Начало исследованиям этой проблемы было положено в первом послевоенном
десятилетии. В развитии социологической теории этот период отличался
преобладанием оптимистических ноток в большинстве прогнозов, обусловленных
быстрым экономическим ростом, установлением классового мира и гигантскими
успехами науки и технологии. Многие придерживались в то время той точки
зрения, что с преодолением индустриального строя острота классового
конфликта неизбежно должна исчезнуть. При этом не утверждалось, что
постиндустриальное, или информационное, общество окажется образцом
социального мира; предполагалось лишь, что проблемы, непосредственно
обусловленные прежним типом социального конфликта, перестанут играть
определяющую роль. Весьма распространенной была также позиция, согласно
которой постиндустриальное общество должно было формироваться как
бесклассовое, что можно, на наш взгляд, объяснить значительным влиянием
социалистических представлений.
В рамках подобного подхода Р.Дарендорф, считавший, что "при анализе
конфликтов в посткапиталистических обществах не следует применять понятие
класса", апеллировал в первую очередь к тому, что классовая модель
социального взаимодействия утрачивает свое значение по мере локализации
самого индустриального сектора и, следовательно, снижения роли
индустриального конфликта. "В отличие от капитализма, в
посткапиталистическом обществе, -- писал он, -- индустрия и социум отделены
друг от друга. В нем промышленность и трудовые конфликты институционально
ограничены, то есть не выходят за пределы определенной области, и уже не
оказывают никакого воздействия на другие сферы жизни
общества"[312]. В то же время формировались и иные позиции,
принимающие во внимание субъективные и социопсихологические факторы. Так,
одну из наиболее интересных точек зрения предложил Ж.Эллюль, указавший, что
классовый конфликт не устраняется с падением роли материального производства
и даже преодоление труда и его замена свободной деятельностью приводит не
столько к элиминации самого социального противостояния, сколько к
перемещению его на внутриличностный уровень[313]. На наш взгляд,
в этой гипотезе, пусть в неразвитой и несовершенной форме, содержатся многие
положения, которые мы считаем принципиальными для анализа постэкономического
социального конфликта; не получившие в то время серьезного развития, они
были взяты обществоведами на вооружение несколько позже. Начиная с 70-х
годов стало очевидно, что снижение роли классового противостояния между
буржуазией и пролетариатом не тождественно устранению социального конфликта
как такового. Распространение постиндустриальной концепции способствовало
[312] - Dahrendorf R. Class and Class Conflict in Industrial
Society. P. 201, 268.
[313] - См.: Ellul J. The Technological Society. N.Y., 1964.
P. 400.
упрочению мнения о том, что классовые противоречия вызываются к жизни
отнюдь не только экономическими проблемами. Р.Инглегарт в связи с этим
писал: "В соответствии с марксистской моделью, ключевым политическим
конфликтом индустриального общества является конфликт экономический, в
основе которого лежит собственность на средства производства и распределение
прибыли... С возникновением постиндустриального общества влияние
экономических факторов постепенно идет на убыль. По мере того как ось
политической поляризации сдвигается во внеэкономическое измерение, все
большее значение получают неэкономические факторы"[314].
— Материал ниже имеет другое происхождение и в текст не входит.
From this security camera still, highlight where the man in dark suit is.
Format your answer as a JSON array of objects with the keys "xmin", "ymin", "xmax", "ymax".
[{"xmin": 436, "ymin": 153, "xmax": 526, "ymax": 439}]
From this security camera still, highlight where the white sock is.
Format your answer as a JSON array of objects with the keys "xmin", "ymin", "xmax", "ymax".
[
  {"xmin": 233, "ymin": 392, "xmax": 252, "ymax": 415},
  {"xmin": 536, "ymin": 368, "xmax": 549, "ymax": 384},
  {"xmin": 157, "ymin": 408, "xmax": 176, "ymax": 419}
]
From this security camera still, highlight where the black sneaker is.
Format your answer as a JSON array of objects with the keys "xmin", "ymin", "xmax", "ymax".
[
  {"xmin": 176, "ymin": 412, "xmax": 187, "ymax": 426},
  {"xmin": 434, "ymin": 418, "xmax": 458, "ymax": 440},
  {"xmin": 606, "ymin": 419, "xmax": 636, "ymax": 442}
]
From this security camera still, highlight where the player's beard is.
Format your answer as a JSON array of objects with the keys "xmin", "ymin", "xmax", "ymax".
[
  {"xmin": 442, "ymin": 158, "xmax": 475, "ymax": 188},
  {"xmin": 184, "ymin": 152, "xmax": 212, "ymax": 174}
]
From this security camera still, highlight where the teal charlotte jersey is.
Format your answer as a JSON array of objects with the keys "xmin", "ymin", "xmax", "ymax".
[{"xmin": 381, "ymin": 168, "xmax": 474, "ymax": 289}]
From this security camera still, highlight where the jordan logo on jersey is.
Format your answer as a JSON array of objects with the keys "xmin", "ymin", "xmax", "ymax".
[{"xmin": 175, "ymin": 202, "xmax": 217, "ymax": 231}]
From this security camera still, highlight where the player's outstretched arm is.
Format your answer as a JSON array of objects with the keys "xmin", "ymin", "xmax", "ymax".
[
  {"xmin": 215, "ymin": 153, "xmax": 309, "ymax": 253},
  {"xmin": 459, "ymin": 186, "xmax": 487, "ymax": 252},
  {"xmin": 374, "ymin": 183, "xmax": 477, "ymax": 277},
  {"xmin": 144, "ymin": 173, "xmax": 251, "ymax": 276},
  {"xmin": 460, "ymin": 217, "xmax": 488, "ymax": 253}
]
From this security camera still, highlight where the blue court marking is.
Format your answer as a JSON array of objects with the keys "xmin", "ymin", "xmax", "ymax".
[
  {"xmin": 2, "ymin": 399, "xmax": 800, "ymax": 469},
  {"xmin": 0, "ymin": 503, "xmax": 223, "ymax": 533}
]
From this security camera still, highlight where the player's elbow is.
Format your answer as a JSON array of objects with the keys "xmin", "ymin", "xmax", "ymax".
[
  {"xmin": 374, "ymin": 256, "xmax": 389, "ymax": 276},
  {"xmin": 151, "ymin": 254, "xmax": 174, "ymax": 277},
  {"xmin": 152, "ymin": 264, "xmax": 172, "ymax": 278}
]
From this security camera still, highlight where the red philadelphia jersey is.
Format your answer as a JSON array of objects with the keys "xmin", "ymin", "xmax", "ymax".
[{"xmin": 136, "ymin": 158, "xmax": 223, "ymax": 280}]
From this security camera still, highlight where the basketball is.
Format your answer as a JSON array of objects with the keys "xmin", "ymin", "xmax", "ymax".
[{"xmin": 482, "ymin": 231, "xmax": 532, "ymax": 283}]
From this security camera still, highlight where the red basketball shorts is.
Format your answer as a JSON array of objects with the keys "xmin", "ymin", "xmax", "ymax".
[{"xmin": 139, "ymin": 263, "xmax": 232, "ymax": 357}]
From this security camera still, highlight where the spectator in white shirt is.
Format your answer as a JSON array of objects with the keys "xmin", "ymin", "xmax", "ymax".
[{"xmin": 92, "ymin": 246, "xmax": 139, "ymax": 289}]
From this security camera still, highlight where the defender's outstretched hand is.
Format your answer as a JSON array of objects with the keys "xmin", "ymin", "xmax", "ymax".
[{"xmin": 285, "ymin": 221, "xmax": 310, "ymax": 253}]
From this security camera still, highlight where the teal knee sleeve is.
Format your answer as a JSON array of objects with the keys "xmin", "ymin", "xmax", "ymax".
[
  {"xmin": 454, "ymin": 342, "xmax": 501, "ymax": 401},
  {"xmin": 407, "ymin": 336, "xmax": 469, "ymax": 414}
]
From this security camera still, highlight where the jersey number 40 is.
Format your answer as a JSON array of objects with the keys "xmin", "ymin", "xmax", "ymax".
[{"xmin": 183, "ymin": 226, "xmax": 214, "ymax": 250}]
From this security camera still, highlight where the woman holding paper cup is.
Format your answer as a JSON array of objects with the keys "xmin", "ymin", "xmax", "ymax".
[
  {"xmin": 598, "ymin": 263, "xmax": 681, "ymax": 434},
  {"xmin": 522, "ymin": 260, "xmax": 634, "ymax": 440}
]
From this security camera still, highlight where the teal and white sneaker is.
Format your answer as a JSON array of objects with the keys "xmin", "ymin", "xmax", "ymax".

Несколько позже на это обратил внимание и А.Турен[315];
исследователи все глубже погружались в проблемы статусные, в том числе
связанные с самоопределением и самоидентификацией отдельных страт внутри
среднего класса, мотивацией деятельности в тех или иных социальных группах и
так далее. Поскольку наиболее активные социальные выступления 60-х и 70-х
годов не были связаны с традиционным классовым конфликтом и инициировались
не представителями рабочего класса, а скорее различными социальными и
этническими меньшинствами, преследовавшими свои определенные цели, центр
внимания сместился на отдельные социальные группы и страты. Распространенное
представление об общественной системе эпохи постиндустриализма отразилось во
мнении о том, что "простое разделение на классы сменилось гораздо более
запутанной и сложной социальной структурой... сопровождающейся бесконечной
борьбой статусных групп и статусных блоков за доступ к пирогу "всеобщего
благосостояния" и за покровительство государства"[316].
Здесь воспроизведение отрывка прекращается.